High Dimensional Optimization

When system performance increases, one can start to see problems having very high dimension parameters with multiple but conflicting objectives. Examples such as DDR5+ with tap routing, neckdown and open area geometries, or PCIe 6+ via tuning in high layer-count PCB. Most of the time, one must simultaneously optimize RL and ICN, where helping one will hurt the other. This becomes very challenging for even the most experienced engineer to complete in a short time. AI/ML are the ideal solution for this type of high dimensional problem., provided that one knows how to solve the curse of dimensionality issues.

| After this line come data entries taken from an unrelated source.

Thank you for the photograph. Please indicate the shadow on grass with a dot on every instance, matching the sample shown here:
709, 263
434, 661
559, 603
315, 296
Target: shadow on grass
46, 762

Reinforcement and Imitation Learning

Another unique capability of AI is its infinite memory and its ability to learn from mistakes. It is well known that reinforcement learning on complicated tasks such as driving can results in better than human performance. There is increasing evidence that this is the case for routing solutions such as 3DIC, chip layout, and PCB designespecially when routing is tied into end-to-end performance and not just geometry anymore. In almost all the experimental research, 80% to 90% of the time, AI layout solutions can outperform human design.

Multi-Modal AI Agent

This brings back to the original Yuri observation of AI agents for SI/PI. Just to clarify, this is not a matter of LLM suddenly knowing transmission line model, having the ability to do EM analysis, and spitting out the correct answer. Instead, it involves taking advantage of recent advances in LLM technology:

  • Multi-modal information ingestion. Newer generations of LLM models are multi-modal; not only can they understand large quantities of text, but they can also be made to understand pictures, diagrams, tables, and so on. This makes them extremely useful to digest huge amounts of design information, such as product design guides and DFM rules. Typical high end processor design guides are anywhere from 400 to 1200+ pages, with 100+ pages for DFM rules. Human engineers will have a hard time reading, digesting, and retaining this large volume of information. Even a small model LLM in the 1-3b range can easily ingest all these documentations and provide correct answers when the information is needed. No fancy hardware is required; a gamer GPU is more than sufficient enough to do this. An AI agent can be used to read and understand these huge volumes of design information.
  • When the above design parameters are captured, high dimensional optimization can be done with a properly planned AI agent. If humans can plan for the optimization steps, so can the AI agent.
  • By now, it has been realized that LLM are extremely good at generating program codes. With the ability for most EDA tools to be controlled by APIs, it will be straightforward for the LLM agent to take the design information from (a), perform the optimization in (b), and send the results to be implemented by EDA layout tools through APIs.

If you believe in the promise of AI being able to do the above, many repeated and mundane tasks, such as reading specs, performing calculations, and finishing off on designs, can be planned out and carried out by AI agents. This is the concept of co-piloting. Rather than replacing the experienced engineers, it will make their jobs much more efficient and, to a large extent, allow the future-proofing of their designs.

However, just like the current challenges faced by graduating computer science majors, it will likely make future students of SI/PI more difficult. Given that most entry level SI/PI tasks can be efficiently picked up by AI/ML, it may prove more difficult for recent graduates to to find entry level experiences that an AI agent cannot do. This is the main reason I spend so much time with CAEML to prepare the next generation of students to be proficient in both SI/PI AND AI/ML knowledge. It is up to educators to prepare students for these future challenges.